Alors pourquoi pas ne valoriser que le travail collectif ? En ce cas, la question du pilotage des efforts et de la détection des éventuels « passagers clandestins » peut inquiéter le management. On craint qu’en l’absence d’attribution des efforts aux individus, certain·es se reposent complètement sur le groupe pour ne plus rien faire et que cette attitude se répande comme un virus chez l’ensemble des membres du collectif, jusqu’à ce que celui-ci, dans son ensemble, ne fasse plus rien.

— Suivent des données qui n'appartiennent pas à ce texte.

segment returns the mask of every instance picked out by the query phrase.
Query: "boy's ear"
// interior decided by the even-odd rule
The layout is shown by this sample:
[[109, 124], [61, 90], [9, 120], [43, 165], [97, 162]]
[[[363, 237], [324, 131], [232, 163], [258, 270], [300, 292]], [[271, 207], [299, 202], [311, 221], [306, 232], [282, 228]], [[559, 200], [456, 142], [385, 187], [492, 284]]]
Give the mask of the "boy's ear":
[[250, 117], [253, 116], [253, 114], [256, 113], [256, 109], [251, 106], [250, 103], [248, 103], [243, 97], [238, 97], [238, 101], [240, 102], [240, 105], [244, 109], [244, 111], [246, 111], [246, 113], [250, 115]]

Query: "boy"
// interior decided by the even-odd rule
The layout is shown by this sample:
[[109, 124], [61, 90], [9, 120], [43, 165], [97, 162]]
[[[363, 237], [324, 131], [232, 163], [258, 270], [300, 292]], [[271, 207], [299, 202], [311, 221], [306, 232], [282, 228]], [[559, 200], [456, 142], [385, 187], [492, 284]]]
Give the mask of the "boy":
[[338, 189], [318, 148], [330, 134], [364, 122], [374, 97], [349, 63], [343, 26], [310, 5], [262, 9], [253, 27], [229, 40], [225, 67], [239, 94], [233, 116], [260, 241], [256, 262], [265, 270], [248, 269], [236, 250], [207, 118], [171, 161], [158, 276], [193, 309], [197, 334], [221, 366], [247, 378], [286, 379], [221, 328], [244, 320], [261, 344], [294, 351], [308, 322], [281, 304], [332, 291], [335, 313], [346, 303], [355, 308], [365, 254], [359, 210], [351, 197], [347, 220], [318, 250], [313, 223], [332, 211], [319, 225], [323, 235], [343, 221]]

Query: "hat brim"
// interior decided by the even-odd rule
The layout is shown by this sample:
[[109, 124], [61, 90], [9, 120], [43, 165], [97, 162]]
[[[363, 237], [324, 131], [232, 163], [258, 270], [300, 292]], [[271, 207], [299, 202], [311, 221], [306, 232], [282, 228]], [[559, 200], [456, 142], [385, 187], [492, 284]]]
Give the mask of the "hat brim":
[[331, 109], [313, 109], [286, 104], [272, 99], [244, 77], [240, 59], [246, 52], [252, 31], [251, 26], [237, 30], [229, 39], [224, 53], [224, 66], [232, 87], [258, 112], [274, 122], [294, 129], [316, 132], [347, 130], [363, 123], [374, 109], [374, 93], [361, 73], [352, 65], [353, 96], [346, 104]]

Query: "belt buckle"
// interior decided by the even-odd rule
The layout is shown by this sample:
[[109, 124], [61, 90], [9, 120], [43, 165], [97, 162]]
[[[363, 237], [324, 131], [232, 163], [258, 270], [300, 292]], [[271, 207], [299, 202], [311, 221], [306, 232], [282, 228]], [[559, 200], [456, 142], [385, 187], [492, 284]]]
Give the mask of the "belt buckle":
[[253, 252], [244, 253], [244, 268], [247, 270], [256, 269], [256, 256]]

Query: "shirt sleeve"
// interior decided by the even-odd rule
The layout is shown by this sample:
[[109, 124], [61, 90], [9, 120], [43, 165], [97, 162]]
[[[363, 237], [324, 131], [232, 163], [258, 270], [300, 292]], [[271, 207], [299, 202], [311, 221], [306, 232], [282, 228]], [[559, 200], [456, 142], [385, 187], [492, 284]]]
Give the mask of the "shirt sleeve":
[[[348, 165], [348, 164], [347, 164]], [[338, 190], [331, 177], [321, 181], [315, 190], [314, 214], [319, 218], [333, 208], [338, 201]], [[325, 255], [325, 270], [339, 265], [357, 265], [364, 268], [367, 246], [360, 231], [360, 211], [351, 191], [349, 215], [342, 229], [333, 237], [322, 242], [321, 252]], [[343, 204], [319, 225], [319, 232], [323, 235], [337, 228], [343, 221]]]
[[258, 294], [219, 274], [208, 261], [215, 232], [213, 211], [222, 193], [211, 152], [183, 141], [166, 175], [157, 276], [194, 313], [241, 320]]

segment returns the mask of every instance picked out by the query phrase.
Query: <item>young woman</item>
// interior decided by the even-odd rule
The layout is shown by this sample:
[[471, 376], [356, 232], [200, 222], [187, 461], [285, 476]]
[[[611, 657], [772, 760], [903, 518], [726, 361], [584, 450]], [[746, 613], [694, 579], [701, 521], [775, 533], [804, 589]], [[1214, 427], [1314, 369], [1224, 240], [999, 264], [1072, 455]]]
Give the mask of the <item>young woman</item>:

Cette vision d’horreur (pour les managers) fait néanmoins fi de toutes les fonctions latentes du travail : nous ne travaillons pas que pour la reconnaissance et la rémunération, mais aussi pour tisser des liens sociaux, pour développer des compétences, pour construire de l’identité sociale… Or, la plupart des fonctions latentes du travail trouvent avant tout à s’épanouir dans le collectif.

En réalité, la question n’est pas de savoir s’il faut tendre vers plus de coopération (la réponse est oui, notamment face aux défis actuels qui appellent des réponses communes) mais comment faire pour que tou·tes prennent leur dans le travail collectif. Il est pour commencer indispensable que chacun·e soit investi·e de rôles et responsabilités et soit en pleine conscience de sa place dans la chaîne de valeur : sans son apport, le collectif ne PEUT pas avancer. S’appuyer sur les complémentarités des un·es et des autres est une bonne façon d’écrire cette chaîne de valeur, sous réserve de gérer les éventuelles frustrations de celles et ceux qui pourraient se considérer comme essentialisé·es à travers l’assignation de leur profil à des compétences. Ce qui signifie que pour un·e manager, le pilotage de la performance collective induit un gros travail de détection des signaux de démotivation et de réajustement des modalités de fonctionnement collectif aux besoins des individus. C’est tout particulièrement important en matière de montées en compétence : la personne qui a acquis des savoirs et savoir-faire à travers l’expérience du travail collectif peut vouloir changer de position dans la chaîne de valeur. Pour finir, il est indispensable de célébrer le travail, pas seulement en saluant les résultats mais aussi en valorisant les méthodes, les façons de fonctionner ensemble, les bonnes pratiques et les comportements positifs qui profitent à l’ensemble de l’équipe.